The book ‘Design Data Intensive Application’ is a really popular book recently years. Why? The reason is that it is relatively ‘easy’ for the inexperience application software engineers to follow and get a glance of what distributed world looks like. This is my second time to read this book. The first time reading was kind of a casual glance through and I gave up halfway. After I reflected on my learning strategy, I come up with a plan for me to read and digest this book.

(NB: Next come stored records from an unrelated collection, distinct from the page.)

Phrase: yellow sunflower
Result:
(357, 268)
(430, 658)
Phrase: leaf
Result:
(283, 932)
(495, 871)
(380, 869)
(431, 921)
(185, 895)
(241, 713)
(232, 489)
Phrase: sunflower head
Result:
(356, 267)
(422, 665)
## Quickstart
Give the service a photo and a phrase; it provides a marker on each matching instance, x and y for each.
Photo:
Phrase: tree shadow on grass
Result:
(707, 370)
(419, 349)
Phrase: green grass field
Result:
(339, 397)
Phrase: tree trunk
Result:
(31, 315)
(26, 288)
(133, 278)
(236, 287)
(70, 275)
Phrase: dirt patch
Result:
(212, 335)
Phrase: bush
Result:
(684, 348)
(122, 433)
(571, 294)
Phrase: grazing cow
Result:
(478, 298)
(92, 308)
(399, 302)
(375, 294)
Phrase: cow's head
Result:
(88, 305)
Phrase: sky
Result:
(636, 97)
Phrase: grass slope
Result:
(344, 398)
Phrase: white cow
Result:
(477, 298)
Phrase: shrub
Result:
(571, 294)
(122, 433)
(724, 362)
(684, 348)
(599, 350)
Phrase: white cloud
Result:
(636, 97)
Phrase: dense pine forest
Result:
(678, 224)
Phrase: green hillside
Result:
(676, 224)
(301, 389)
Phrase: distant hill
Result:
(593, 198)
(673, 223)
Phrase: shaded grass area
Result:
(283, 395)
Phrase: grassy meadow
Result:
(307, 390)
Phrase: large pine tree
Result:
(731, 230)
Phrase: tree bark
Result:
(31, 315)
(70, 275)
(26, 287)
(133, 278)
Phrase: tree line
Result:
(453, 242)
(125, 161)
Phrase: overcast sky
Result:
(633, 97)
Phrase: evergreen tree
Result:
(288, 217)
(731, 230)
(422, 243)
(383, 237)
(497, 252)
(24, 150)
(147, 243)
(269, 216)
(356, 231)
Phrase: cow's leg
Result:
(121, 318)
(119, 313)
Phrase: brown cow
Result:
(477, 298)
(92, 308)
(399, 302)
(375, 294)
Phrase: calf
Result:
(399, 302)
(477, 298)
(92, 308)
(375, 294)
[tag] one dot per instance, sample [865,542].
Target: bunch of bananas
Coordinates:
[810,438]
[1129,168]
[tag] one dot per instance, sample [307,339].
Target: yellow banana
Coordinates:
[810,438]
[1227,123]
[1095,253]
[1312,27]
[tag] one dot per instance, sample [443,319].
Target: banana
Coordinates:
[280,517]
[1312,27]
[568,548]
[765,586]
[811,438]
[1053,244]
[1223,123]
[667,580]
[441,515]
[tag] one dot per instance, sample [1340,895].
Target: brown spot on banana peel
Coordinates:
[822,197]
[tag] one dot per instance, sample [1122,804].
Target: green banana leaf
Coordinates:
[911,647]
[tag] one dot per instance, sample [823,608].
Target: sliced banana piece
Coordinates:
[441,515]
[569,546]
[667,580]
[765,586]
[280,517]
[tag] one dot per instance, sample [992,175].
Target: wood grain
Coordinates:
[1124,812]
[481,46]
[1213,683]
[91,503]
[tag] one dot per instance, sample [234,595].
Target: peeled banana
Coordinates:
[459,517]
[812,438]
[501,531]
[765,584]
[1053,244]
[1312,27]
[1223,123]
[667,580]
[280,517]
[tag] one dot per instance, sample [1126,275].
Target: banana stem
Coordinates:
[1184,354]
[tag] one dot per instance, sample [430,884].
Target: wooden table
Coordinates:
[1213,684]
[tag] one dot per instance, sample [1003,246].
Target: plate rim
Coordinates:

I will share the learning notes in a series of blogs. In each post, I will start with a brief Chapter Summary, followed up a Mind Map that summarizes the main topics and its relations. The topics in the mind map are attached with a list of questions what can be answered by the knowledge in the book. The questions and answers are listed in plain text in the Questions Summary section. In the Highlighted Topics section, a few interesting topics in the chapter are picked up to explain in details. In the last Extended Topics section, one or two topics that is not covered in detail in the book is briefly discussed and explored.
This is the third post of the series.
This is an interesting and exciting chapter! Finally it starts to talk about data systems. The discussion starts from the illustration of how data store can be done with a simple text file. Extending from the concept, a simple storage engine with appending-only log is introduced - hash index. The basic knowledge makes the understanding of the classic LSM-tree storage engine easy. Complement to the LSM-tree storage engine, another classic B-tree storage engine is discussed in detail.
In the second section of the chapter, the difference between OLAP and OLTP databases is discussed. Diving deeper into the OLAP and data warehouse concept, column-oriented data storage engine is introduced.
1. How does Hash Indexes work?
Key-value stores are used (similar to the hashmap data structure). The key is the index key and the value is byte offset of the value in the data file. The hash index is stored in memory for fast access. When reading the data from the index, we can read the byte offset of the key from the index, and we only need to load the value data from the disk with just one disk seek. The data file is append only and compaction and segment merging are performed to reduce the storage
2. What is compaction (of a key-value update log)?
For a log-structure database, compaction on the log file segments means throwing away duplicate keys in the log and keeping only the most recent update for each key.
3. How to handle partially written records in hash index?
Use checksums to delete the corrupted parts of the log
4. How to handle the data deleting in hash index?
Append a special deletion record to the data file (called tombstone). When log segments are merged, the tombstone tells the merging process to discard any previous value for the deleted key
5. What is checksums?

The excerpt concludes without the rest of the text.